Which combination of AWS services will implement a data mesh? (Choose two.)
A. Use Amazon Aurora for data storage. Use an Amazon Redshift provisioned cluster for data analysis.
B. Use Amazon S3 for data storage. Use Amazon Athena for data analysis.
C. Use AWS Glue DataBrew for centralized data governance and access control.
D. Use Amazon RDS for data storage. Use Amazon EMR for data analysis.
E. Use AWS Lake Formation for centralized data governance and access control.
Answer: BE
✅ Explanation
Amazon S3 is the preferred data lake storage solution for a data mesh. It is scalable, cost-effective, and supports diverse data formats.
Amazon Athena allows for serverless, interactive querying of data stored in S3, enabling efficient data analysis across datasets.
AWS Lake Formation is built to provide centralized data governance, fine-grained access control, and security policies on top of data stored in S3. It integrates well with AWS Glue Data Catalog and supports data mesh governance needs.
Together, these services provide a decentralized data ownership model with centralized governance—the core principle of a data mesh.
Why other options are less suitable:
-A. Use Amazon Aurora for data storage. Use an Amazon Redshift provisioned cluster for data analysis.
Aurora and Redshift are great for specific workloads, but Aurora is a relational DB, not ideal for a data mesh data lake.
Redshift is a data warehouse, which is more centralized rather than mesh-style distributed data ownership.
-C. Use AWS Glue DataBrew for centralized data governance and access control.
DataBrew is a visual data preparation tool; it does not provide centralized governance or access control capabilities.
-D. Use Amazon RDS for data storage.
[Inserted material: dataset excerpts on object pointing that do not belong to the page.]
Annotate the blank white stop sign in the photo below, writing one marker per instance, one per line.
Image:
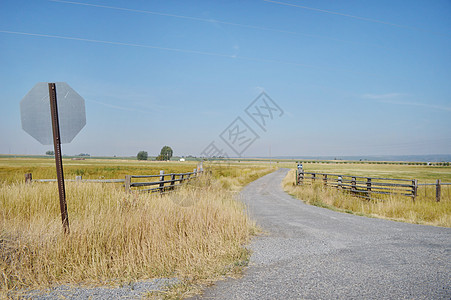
(36, 117)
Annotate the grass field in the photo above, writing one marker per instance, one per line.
(423, 211)
(196, 233)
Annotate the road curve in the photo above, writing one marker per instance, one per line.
(315, 253)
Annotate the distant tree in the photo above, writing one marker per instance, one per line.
(142, 155)
(165, 153)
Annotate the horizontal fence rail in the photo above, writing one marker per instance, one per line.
(164, 182)
(366, 187)
(361, 186)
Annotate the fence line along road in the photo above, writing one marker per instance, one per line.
(365, 187)
(163, 185)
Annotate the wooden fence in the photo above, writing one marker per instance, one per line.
(362, 186)
(163, 184)
(366, 187)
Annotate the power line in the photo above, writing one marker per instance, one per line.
(118, 43)
(184, 51)
(354, 17)
(214, 21)
(174, 16)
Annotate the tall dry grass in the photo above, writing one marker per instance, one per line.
(423, 211)
(195, 232)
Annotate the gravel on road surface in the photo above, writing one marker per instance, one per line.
(315, 253)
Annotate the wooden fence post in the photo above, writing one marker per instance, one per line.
(161, 183)
(172, 181)
(414, 189)
(353, 184)
(28, 178)
(127, 183)
(438, 191)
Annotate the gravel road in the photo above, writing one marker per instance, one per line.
(314, 253)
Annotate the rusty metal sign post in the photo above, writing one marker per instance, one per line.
(58, 158)
(43, 114)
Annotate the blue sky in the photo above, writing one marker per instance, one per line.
(351, 77)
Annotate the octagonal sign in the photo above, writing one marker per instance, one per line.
(36, 117)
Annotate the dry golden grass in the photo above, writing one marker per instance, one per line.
(423, 211)
(197, 232)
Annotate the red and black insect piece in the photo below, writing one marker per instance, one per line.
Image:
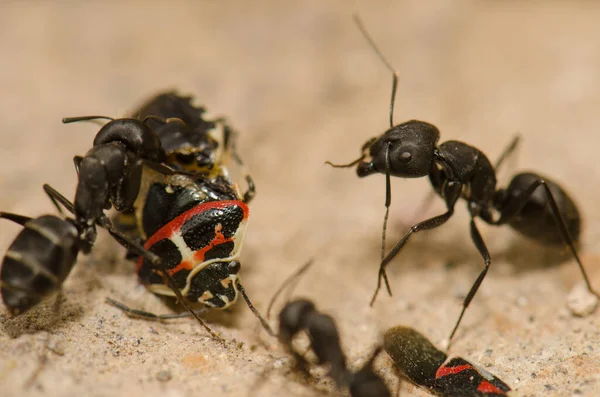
(533, 205)
(423, 364)
(169, 174)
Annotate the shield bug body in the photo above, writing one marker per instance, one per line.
(167, 172)
(423, 364)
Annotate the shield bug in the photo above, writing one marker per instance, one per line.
(419, 361)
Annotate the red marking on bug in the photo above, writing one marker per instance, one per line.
(219, 239)
(487, 387)
(172, 227)
(444, 371)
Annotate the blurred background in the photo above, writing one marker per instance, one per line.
(301, 86)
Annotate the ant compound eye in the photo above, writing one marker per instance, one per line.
(405, 157)
(234, 267)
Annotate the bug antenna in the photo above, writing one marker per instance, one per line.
(293, 278)
(68, 120)
(387, 64)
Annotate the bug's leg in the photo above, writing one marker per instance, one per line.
(255, 311)
(291, 281)
(151, 316)
(508, 151)
(481, 247)
(19, 219)
(451, 193)
(514, 206)
(57, 198)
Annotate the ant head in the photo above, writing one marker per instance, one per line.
(407, 150)
(135, 135)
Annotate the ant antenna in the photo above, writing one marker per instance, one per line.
(162, 120)
(387, 64)
(68, 120)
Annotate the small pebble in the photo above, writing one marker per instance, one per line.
(581, 302)
(163, 376)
Use Amazon EMR for data analysis.
RDS is a relational database service, not designed as scalable data lake storage.
EMR is a big data platform, but combining it with RDS is less aligned with a mesh architecture compared to S3 + Athena.
-Final answers:
B. Use Amazon S3 for data storage. Use Amazon Athena for data analysis.
E. Use AWS Lake Formation for centralized data governance and access control.